Alexis Templeton visits a "hyper-alkaline" spring in Oman where hydrogen gas bubbles up to the surface. (Credit: Alexis Templeton)
But first, scientists will need to determine if companies and nations can bring those deposits up to the surface without harming the environment or human communities in the process—and in large enough quantities to meet growing global energy demands.
Templeton and her colleagues will conduct experiments in the lab and then hundreds of meters below the Earth’s surface to see if they can nudge the planet to make more hydrogen than it normally does.
“We’re trying to do this in a way that is as close to how the natural subsurface system behaves as possible,” Templeton said.
The team includes Eric Ellison, a research scientist at CU Boulder, and researchers Peter Kelemen and James Leong from Columbia University; Eric Boyd at Montana State University; Juerg Matter at the University of Southampton in the United Kingdom; and the start-up company Eden GeoPower.

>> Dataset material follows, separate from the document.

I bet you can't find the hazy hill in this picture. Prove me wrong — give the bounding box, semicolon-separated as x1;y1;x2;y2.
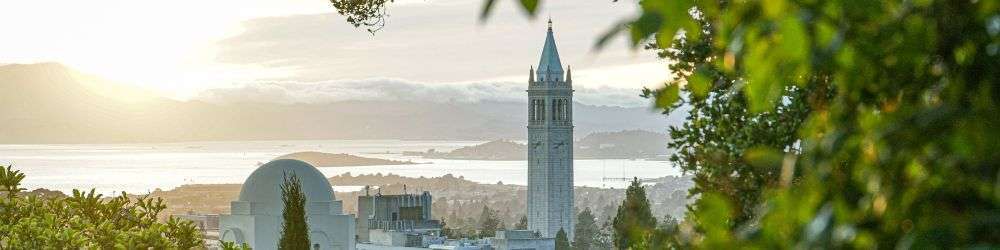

"This project allows us to test our understanding of the chemical reactions that produce hydrogen,” Ellison said. “If we can accelerate these reactions underground, we can turn rocks into a clean and abundant energy resource.”
Geologists aren’t the only ones hunting for hydrogen, Templeton added.
Engineers, for example, have succeeded in using solar or wind power to split molecules of water into oxygen and hydrogen gas—so-called “green” hydrogen. The growing global demand for hydrogen, however, has inspired scientists to also look below Earth’s surface.
Geologists have long suspected that deposits of hydrogen gas lay hidden underground. But recent research has hinted that there may be a lot more of it than once thought. One 2022 report from the U.S. Geological Survey suggested that there may be enough geologic hydrogen below the ground to supply humanity’s need for liquid fuel for hundreds of years.
Templeton, who has worked extensively in Oman and other locales around the world, is an expert on these dark and often overlooked environments. Her research, for example, has helped to reveal that Earth’s subsurface expanses aren’t dead and sterile, but are often teaming with life—filled with communities of bacteria and other single-celled organisms that feed off supplies of those same traces of hydrogen.
“We’ve gone to these environments on Earth where water is naturally circulating through these iron-rich minerals,” Templeton said. “We've studied how hydrogen is produced right in those environments.”
She suspects scientists may be able to give those environments a big boost.
To find out, the researchers will drill boreholes and inject water into formations of a type of iron-rich rock called peridotites—potentially kick-starting chemical reactions to make even more hydrogen. The group will simultaneously try to prevent bacteria living underground from eating up the supplies of new gas.
Anne Sheehan, chair of geological sciences, noted that the project is a showcase for the department’s research that has real-world impacts for people living in Colorado and beyond.
“Dr. Templeton’s pioneering project not only has the potential to unlock a vast source of clean sustainable energy but also perfectly aligns with our department's vision for the future—a future where science and innovation combine to harness the Earth's natural resources responsibly and usher in a new era of sustainable energy for generations to come,” Sheehan said.
Throughout the study, Templeton and her colleagues will carefully monitor their results to make sure that these reactions don’t lead to any unintended consequences.
“We want to find a way to make clean energy, but we also don't want to create other environmental impacts,” Templeton said. “We’re asking: Is geologic hydrogen really a viable source of energy, and if it is, how can we go about continuously producing it?”